You can add methods (aka functions) to the objects created from your stamps.

const Logger = stampit({
methods: {
debug(str) {
console.log(str)
}
}
})
const logger = Logger()
logger.debug('Server started')

All the methods are attached to object's prototype.

logger.__proto__.debug === Logger.compose.methods.debug

Moreover, the entire methods descriptor metadata becomes the prototype.

logger.__proto__ === Logger.compose.methods

If you compose the stamp above with any other stamp, then object instances created from it will also have the .debug method.

const Server = Logger.compose({
methods: {
async start() {
this.debug('Server started')
}
}
})
const server = Server()
server.debug('Starting server')
server.start()

Descriptor merging algorithm

The methods are copied by assignment. In other words - by reference using Object.assign.

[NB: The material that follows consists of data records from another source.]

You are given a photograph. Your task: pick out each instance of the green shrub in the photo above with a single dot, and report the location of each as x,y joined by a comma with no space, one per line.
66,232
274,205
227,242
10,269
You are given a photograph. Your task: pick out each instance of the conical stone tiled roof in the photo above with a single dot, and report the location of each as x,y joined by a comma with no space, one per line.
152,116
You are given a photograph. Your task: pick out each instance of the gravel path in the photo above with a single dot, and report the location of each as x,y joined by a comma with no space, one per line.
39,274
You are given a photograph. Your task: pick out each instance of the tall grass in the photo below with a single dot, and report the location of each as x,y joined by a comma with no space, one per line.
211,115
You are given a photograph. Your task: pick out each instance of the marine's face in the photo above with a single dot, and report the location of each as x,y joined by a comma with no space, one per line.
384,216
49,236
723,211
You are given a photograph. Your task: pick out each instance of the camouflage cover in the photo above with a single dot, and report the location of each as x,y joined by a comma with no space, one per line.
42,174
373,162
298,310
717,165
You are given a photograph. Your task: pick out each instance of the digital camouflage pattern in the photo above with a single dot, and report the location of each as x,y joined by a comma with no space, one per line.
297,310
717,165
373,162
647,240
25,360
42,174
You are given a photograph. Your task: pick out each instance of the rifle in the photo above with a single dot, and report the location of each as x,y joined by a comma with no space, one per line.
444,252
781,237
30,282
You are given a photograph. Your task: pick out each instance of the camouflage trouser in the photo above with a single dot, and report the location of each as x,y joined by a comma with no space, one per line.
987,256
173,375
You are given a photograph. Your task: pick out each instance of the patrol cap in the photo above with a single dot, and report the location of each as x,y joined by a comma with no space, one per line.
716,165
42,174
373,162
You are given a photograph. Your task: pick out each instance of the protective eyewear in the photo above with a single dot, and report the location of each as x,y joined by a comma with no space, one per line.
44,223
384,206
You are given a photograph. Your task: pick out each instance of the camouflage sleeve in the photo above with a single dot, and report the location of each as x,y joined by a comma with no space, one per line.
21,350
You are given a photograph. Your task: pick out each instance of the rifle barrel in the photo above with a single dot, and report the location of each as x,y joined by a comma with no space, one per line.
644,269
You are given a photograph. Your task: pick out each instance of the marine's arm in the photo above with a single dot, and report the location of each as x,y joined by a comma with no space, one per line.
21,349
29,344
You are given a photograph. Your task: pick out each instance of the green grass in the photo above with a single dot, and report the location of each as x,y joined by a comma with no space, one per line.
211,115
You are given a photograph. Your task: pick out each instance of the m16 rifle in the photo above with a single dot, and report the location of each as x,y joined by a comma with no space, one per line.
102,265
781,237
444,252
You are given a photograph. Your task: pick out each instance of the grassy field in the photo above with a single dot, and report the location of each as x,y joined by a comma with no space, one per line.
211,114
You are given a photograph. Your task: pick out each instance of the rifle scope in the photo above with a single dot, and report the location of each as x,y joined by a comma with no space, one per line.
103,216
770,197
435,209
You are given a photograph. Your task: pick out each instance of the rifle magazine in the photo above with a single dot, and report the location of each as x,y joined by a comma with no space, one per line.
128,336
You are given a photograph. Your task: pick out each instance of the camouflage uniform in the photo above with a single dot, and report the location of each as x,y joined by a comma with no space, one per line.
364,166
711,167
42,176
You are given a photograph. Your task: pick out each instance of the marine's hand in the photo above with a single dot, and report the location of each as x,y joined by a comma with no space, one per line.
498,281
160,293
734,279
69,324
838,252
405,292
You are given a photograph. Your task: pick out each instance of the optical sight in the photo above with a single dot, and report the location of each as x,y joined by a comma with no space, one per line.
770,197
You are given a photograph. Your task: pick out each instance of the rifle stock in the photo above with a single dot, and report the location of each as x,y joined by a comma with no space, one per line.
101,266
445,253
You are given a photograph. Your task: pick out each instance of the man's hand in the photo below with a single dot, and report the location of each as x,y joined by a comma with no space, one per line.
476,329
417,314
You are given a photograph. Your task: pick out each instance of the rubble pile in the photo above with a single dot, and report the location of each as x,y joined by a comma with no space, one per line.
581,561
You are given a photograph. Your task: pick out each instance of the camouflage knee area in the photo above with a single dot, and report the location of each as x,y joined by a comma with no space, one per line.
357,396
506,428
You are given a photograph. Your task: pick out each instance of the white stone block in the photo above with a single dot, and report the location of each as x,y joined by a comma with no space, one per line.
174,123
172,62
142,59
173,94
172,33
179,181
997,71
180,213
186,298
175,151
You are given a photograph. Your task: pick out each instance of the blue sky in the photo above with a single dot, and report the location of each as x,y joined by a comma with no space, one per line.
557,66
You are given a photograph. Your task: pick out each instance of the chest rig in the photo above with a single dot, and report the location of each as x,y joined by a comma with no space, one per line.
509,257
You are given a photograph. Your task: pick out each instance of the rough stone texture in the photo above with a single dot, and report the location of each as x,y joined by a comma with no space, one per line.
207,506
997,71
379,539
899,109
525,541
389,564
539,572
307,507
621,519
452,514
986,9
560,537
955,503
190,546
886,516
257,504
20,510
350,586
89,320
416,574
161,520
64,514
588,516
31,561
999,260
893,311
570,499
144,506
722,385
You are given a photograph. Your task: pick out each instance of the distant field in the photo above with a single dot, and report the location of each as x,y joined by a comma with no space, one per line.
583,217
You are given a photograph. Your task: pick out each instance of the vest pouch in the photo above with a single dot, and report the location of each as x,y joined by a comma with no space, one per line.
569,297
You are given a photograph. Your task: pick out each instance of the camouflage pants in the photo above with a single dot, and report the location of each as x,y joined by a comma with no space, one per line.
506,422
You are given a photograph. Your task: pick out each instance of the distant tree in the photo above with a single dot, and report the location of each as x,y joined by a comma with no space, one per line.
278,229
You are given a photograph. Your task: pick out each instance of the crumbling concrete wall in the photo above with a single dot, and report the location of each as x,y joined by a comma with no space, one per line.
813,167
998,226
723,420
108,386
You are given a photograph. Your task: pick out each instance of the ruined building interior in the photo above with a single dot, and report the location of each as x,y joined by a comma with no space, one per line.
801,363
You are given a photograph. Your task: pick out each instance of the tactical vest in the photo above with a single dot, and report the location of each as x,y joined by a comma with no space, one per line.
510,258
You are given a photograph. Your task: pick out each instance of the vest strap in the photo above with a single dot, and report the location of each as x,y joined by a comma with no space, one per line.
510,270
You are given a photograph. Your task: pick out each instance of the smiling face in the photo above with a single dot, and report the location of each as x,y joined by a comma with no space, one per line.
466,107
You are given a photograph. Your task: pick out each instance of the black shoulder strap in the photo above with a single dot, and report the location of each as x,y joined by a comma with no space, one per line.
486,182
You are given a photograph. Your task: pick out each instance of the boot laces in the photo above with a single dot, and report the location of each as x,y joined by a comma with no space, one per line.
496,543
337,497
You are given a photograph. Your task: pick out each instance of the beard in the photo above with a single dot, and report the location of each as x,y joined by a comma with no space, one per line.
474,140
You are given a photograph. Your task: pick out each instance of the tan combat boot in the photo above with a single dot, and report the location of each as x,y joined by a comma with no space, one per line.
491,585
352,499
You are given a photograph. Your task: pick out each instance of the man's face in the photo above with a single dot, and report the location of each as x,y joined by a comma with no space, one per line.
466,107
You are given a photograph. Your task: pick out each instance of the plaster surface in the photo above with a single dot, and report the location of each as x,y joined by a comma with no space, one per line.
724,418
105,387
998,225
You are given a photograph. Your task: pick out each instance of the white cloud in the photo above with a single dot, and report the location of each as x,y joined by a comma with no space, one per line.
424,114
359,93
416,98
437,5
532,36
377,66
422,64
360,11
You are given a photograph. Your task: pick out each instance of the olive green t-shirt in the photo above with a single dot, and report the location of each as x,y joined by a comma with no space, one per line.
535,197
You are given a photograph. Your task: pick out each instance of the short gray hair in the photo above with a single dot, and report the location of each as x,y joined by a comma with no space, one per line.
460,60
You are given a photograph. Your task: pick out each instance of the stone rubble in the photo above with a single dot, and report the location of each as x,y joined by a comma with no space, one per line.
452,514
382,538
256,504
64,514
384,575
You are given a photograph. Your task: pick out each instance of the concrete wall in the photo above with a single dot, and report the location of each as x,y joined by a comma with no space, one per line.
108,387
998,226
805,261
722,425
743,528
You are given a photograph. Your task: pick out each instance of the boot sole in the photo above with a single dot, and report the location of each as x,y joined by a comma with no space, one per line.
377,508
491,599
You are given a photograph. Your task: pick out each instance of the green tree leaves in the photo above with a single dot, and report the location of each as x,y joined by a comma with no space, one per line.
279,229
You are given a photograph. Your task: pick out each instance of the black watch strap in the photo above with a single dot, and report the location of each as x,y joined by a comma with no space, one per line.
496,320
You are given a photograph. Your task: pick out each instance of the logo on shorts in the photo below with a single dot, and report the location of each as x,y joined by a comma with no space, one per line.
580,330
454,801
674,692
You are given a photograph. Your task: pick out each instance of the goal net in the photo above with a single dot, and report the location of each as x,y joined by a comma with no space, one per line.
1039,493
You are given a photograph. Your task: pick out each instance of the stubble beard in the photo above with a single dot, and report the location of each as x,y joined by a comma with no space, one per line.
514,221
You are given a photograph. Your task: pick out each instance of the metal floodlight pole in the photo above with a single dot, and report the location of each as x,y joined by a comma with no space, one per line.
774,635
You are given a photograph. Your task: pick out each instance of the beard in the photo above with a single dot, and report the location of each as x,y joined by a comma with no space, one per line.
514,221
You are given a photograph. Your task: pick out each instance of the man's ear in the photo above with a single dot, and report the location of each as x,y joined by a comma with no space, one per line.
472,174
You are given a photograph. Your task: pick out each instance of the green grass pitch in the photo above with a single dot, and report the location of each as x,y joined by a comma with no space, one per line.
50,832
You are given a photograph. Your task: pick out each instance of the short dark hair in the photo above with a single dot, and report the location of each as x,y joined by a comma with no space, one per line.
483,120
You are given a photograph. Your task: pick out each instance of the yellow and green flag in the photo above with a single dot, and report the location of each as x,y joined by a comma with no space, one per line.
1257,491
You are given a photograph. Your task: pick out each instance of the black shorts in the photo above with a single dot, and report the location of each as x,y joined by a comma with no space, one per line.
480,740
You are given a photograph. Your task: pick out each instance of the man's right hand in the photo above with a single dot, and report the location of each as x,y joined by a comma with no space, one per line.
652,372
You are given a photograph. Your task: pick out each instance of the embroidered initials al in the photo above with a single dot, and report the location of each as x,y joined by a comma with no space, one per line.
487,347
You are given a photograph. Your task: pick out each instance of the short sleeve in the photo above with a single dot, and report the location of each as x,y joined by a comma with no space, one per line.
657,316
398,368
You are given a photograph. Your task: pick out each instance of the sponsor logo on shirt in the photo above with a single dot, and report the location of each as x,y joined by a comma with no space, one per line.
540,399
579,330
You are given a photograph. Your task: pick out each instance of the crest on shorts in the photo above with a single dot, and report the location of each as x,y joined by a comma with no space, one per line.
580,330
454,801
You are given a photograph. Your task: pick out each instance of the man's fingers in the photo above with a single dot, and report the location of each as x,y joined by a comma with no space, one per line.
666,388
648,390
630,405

Logger().debug === Server().debug

In case of conflicts the last composed method wins. To avoid method collision use the @stamp/collision stamp. To make sure a method is implemented use the @stamp/required stamp.

NOTE

When using the @stamp/required stamp it creates a proxy object and returns from the factory. This means that logger.__proto__ === Logger.compose.methods or logger.__proto__.debug === Logger.compose.methods.debug will no longer be true.

Other ways to add methods

Exactly the same stamp can be created in few ways. Here they all are.

function myDebug(str) {
console.log(str)
}
const Logger = stampit({
methods: {
debug: myDebug
}
})
const Logger = stampit.methods({
debug: myDebug
})
const Logger = stampit().methods({
debug: myDebug
})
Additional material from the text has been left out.